Mittwoch, 12. September 2007

Erinnerung an einen Frühling

{in den Tiefen meines Laptops verbergen sich manchmal Texte, die ich vergessen habe, so wie dieser, den ich "Still im Haus" nannte.)


Still im Haus und vorsichtige Annäherung: die leise Berührung der Katzen am Hosenbein. Während ich am Abend (Mondsichel zunehmend) was ich am Tag getan habe betrachte. Erster Frühlingssonnentag und ich im Balkonkäfig, Goldstaub in der Luft, drei Männer mit schwarzen Anzügen und Hüten um eine geöffnete Motorhaube. Dann meine Farbenfreude, Farbenlust, Pinselstrauß, und Angst, was mache ich hier, und Farbentoben, Farbenwüten, ganz zeitentfernt

Morgens Blutentnahme, Blutprobenröhrchen, Blutprobenzimmer

Weil ich doch stiftabhängig mein Kopfkäfig mich immer wieder eingittert

Sobald ich den Stift in die Faust nehme

Jetzt Morgenkühle, Katzenübungen, Schreibkaffee, bin ich mir selber verloren gegangen oder bin ich erst so ganz verloren bei mir selber

Meine Tagesliste (Katzenfutter, Waschzeit, Telefongespräch, Bücher zurückbringen), ich bin nichts, nur dieser ständig wandernde Geist. Und die Feuerlöcher, geflickt, in meinem Gewand, und die brennende Haut. Und alles, was in mich hinein- und durch mich hindurch, und was wieder verschwindet, versickert, verdunstet, ein unaufhörlicher Anfang

Während ich Papier zerfetze und Stück für Stück wieder zusammensetze, meine Tagesarbeit (wie faszinierend es war, die Schmalfilme der Kindheit rückwärts zu sehen, der Kopfsprung mit den Füßen voraus aus dem Wasser)

Dienstag, 11. September 2007

Elstern

Eine Elster hackt in einem Café auf einem liegengelassenen Ciabatta herum.

Ich lasse die Katze auf dem Zaun balancieren, aber sie kommt aus dem Gleichgewicht und fällt auf der falschen Seite hinunter.

Meine Mutter ruft an und sagt, sie hat es satt, auf meinen Vater Rücksicht zu nehmen.

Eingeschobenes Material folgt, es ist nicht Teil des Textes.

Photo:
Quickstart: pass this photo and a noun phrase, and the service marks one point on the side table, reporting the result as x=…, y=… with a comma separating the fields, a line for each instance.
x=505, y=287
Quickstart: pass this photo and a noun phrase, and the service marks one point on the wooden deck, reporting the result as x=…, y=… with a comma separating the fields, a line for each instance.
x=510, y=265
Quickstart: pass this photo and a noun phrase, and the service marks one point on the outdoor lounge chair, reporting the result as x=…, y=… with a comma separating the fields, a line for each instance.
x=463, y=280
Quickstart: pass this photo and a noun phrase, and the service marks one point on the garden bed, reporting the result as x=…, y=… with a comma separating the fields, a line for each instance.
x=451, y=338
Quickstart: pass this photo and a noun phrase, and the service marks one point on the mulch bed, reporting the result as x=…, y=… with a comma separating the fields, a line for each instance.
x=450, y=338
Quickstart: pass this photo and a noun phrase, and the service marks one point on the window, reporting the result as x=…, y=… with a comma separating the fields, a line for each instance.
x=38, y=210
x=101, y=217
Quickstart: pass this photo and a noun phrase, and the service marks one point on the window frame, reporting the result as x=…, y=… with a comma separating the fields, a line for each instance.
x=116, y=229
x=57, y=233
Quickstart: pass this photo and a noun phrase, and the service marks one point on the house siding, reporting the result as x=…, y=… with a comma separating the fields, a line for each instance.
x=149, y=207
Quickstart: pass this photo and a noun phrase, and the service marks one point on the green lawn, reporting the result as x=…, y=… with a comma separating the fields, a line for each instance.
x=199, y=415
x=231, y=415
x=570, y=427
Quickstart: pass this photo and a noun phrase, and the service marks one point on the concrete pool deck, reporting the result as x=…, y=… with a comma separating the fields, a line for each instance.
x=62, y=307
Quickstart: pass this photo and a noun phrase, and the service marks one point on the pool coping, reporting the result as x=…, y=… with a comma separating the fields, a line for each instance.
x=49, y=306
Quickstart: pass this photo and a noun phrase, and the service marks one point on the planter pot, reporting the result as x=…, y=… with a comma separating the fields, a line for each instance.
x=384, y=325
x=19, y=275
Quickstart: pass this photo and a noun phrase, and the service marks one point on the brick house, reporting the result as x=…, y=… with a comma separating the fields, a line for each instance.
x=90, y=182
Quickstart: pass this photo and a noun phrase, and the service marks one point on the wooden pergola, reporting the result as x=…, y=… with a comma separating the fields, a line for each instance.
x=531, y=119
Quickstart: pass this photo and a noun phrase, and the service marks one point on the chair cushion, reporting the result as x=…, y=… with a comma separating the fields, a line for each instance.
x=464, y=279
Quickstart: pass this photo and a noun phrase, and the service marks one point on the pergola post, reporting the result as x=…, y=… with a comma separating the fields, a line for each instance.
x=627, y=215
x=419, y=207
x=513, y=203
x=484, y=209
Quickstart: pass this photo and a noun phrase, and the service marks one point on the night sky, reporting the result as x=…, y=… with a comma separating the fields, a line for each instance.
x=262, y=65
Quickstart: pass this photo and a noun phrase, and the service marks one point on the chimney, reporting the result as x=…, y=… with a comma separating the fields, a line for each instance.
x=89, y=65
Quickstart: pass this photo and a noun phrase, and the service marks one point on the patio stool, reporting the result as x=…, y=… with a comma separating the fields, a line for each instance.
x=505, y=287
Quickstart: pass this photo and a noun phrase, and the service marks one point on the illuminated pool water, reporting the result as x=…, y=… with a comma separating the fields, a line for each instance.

Ich bin zu müde, um mich auszuruhen.

Sonntag, 9. September 2007

21:08

Mein kariertes Leben.

"Everything must have a name" (David Shrigley, Malmö Konsthall)

Es fällt mir schwer, die Dinge und Ereignisse zu benennen.

Ich sage: "Alles wird leichter." (Weil ich weniger Zeit zum denken habe.)

Es scheint die Sonne. Ich gehe durch die Stadt.

"Fühlst du dich hier wohl?" "Manchmal."

Ich träume: ich bin im Zug, auf dem Weg irgendwohin, ich öffne das Fenster, es schlägt mir eine eisige Kälte entgegen, eine Winterkälte, die es in meinem Leben nicht mehr gibt, und von der mir plötzlich bewusst wird, wie sie mir fehlt. (Eine Kälte, die einem den Atem nimmt.)

Ich schlafe gut, ich erinnere mich kaum.

Mittwoch, 5. September 2007

Nachmittagssonne

Jemand ruft auf der Straße meinen Namen, kann aber unmöglich mich meinen.

Zwei junge Männer gehen unter dem Balkon vorbei und unterhalten sich über verschiedene Mobiltelefonhersteller.

Täglich kommen neue Bücher mit der Post, die ich auf meinem Schreibtisch staple.

Dienstag, 4. September 2007

Stehen

Ich stehe am Schreibtisch (linker Fuß auf rechtem, der fast das ganze Gewicht meines Körpers trägt, linker Oberschenkel leicht gegen die Schublade des Schreibtischs gelehnt), bereit, schnell diesen Platz wieder zu verlassen und woanders hinzugehen.

In der Sonne saß ich und las, und die Katze saß im Gebüsch, ganz aufmerksam und entspannt und ohne jedes Urteil.

Wenn ich die Ohren öffne, dann höre ich die Stille der Welt.

Ich möchte keine Fähigkeiten mehr lernen. Ich möchte akzeptieren lernen, was ist.

Charlotte Selver:
It's not what you think should be,
but what is, that is interesting.

Montag, 3. September 2007

Buchpaket

So schnell vergeht die Zeit, und ich habe heute ein Buchpaket mit folgenden Titeln erhalten:

Moshé Feldenkrais: Die Entdeckung der Selbstverständlichkeit
Heinrich Jacoby: Jenseits von 'Begabt' und 'Unbegabt'
Elsa Gindler - von ihrem Leben und Wirken ('Wahrnehmen, was wir empfinden')
Sensory Awareness as a Practice for Life (The Teachings of Charlotte Selver and Charles V.W. Brooks)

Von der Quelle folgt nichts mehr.